Friday, 2 January 2009

New Year's Day


Happy New Year! One and all! Despite me starting the new year at least 12 hours later than any Australian readers - happy belated 2009!

I did not make it to midnight. I am ashamed but once again THE JET JAG - Also I finished watching "Chocolat" and was ready to drift into dreamland thinking of Johnny Depp.

Today we went to the British Museum. Getting all of our gear on we trooped our way out there to discover that the unimaginable had happened - it was closed. No wonder there were so many grumpy faces turning away from the gates. Darn this public holiday business. So we turned our grumpy faces away and said "Poo" to the gallery and instead ventured to the National Portrait Gallery which was very full - I think of people who were getting out of the cold and for a free exhibit (sound familiar? Hmmm).

The National Portrait Gallery is AMAZING. There are literally portraits of every monarch, blue blood, artist, writer, playwright, theorist, feminist and politician! After all my english studies I could finally put a face to the many names of authors I had studied: George Eliot, Virginia Woolf, Johnathon Swift, Mary Shelly, Bryon, Keats, Mary Woolstencraft, Shakespeare, the Bronte sisters, Robert Louis Stevenson, Jane Austen and many many more! I've forgotten right now but I was surprised at how many I knew... I suppose I do learn stuff at uni! Oh anyone who has studied drama with me will remember being told about Nell Gywn - Charles I (?) favourite actress and then mistress - saw her portrait! Very beautiful and started out as an orange seller.

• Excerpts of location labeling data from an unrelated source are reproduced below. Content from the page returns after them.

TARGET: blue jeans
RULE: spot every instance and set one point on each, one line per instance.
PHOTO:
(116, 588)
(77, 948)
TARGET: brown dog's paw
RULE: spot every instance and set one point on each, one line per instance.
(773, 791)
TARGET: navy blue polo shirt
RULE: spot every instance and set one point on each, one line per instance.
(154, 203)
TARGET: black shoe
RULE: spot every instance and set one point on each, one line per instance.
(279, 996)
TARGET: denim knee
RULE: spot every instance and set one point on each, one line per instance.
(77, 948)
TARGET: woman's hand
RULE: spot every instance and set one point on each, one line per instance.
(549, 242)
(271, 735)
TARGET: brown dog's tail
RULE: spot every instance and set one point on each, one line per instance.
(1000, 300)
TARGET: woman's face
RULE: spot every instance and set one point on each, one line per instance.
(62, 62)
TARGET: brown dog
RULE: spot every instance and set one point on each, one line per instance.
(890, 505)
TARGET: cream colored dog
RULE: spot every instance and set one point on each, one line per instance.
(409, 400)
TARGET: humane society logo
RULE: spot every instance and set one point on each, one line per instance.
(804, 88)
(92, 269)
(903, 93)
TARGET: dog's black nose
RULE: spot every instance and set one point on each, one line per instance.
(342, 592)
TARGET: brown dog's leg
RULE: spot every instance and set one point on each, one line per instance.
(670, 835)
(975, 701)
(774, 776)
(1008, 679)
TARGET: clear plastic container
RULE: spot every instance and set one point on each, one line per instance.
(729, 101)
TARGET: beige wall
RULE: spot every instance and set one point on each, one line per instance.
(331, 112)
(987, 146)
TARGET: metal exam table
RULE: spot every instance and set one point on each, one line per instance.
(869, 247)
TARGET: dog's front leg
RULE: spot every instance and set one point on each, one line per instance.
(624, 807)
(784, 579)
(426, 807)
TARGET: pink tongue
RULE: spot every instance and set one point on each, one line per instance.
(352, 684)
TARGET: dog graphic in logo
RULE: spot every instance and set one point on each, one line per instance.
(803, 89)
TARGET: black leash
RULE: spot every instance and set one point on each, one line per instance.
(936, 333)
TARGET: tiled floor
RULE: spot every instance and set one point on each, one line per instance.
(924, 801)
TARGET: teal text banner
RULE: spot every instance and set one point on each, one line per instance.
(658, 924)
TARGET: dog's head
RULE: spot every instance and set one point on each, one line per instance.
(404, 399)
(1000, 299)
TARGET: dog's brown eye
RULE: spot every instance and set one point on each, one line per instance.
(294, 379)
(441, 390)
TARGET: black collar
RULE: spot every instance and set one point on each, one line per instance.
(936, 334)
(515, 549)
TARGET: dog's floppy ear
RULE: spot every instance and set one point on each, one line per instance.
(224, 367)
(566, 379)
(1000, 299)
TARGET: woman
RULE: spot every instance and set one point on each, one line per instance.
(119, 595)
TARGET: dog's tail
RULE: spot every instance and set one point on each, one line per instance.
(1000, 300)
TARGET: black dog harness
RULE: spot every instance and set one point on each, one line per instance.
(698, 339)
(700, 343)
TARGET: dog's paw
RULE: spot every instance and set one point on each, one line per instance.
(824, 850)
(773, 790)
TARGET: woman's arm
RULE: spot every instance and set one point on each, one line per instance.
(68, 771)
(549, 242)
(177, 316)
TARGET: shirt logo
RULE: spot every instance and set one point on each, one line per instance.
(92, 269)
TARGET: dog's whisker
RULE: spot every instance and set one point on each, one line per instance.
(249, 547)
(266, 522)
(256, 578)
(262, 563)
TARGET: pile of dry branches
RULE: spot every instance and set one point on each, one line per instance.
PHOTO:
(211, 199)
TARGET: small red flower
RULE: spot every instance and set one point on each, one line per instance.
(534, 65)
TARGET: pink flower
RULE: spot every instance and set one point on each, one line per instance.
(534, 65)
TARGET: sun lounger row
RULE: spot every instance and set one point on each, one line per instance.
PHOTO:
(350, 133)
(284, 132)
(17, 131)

The interesting thing about the Shakespeare portrait was that it was the only one in existence thought to have been painted from still life! He had an earring and everything. The painting of the Bronte sisters was intriguing as it was actually found years after their deaths rolled up on top of a cupboard in their house. It was a little worn and there is a figure painted out of the picture which was thought to be their brother Branwell who was... not the nicest family figure - very educational. Of course there were paintings of Henry VIII and all his wives, Mary Queen of Scots, Elizabeth I, Mary I and so on and so forth. Walking through the gallery and reading about the lives of these individuals the women were given such a rough life. I read several notes on various women some who had had ten children, others with ten and only 4 or so surviving and others having eighteen miscarriages! The torment these women had to suffer all because of their sex!

After the gallery we managed to squeeze in and see "Les Miserables" which was very good and is the longest running show in London - 24 years! Not surprising because the actors knew what they were doing and it was very stirring and the Queen's Theatre is beautiful - the only photo I took today (not that I was actually allowed to but when I asked the usher said I shouldn't but it's okay, winking at me).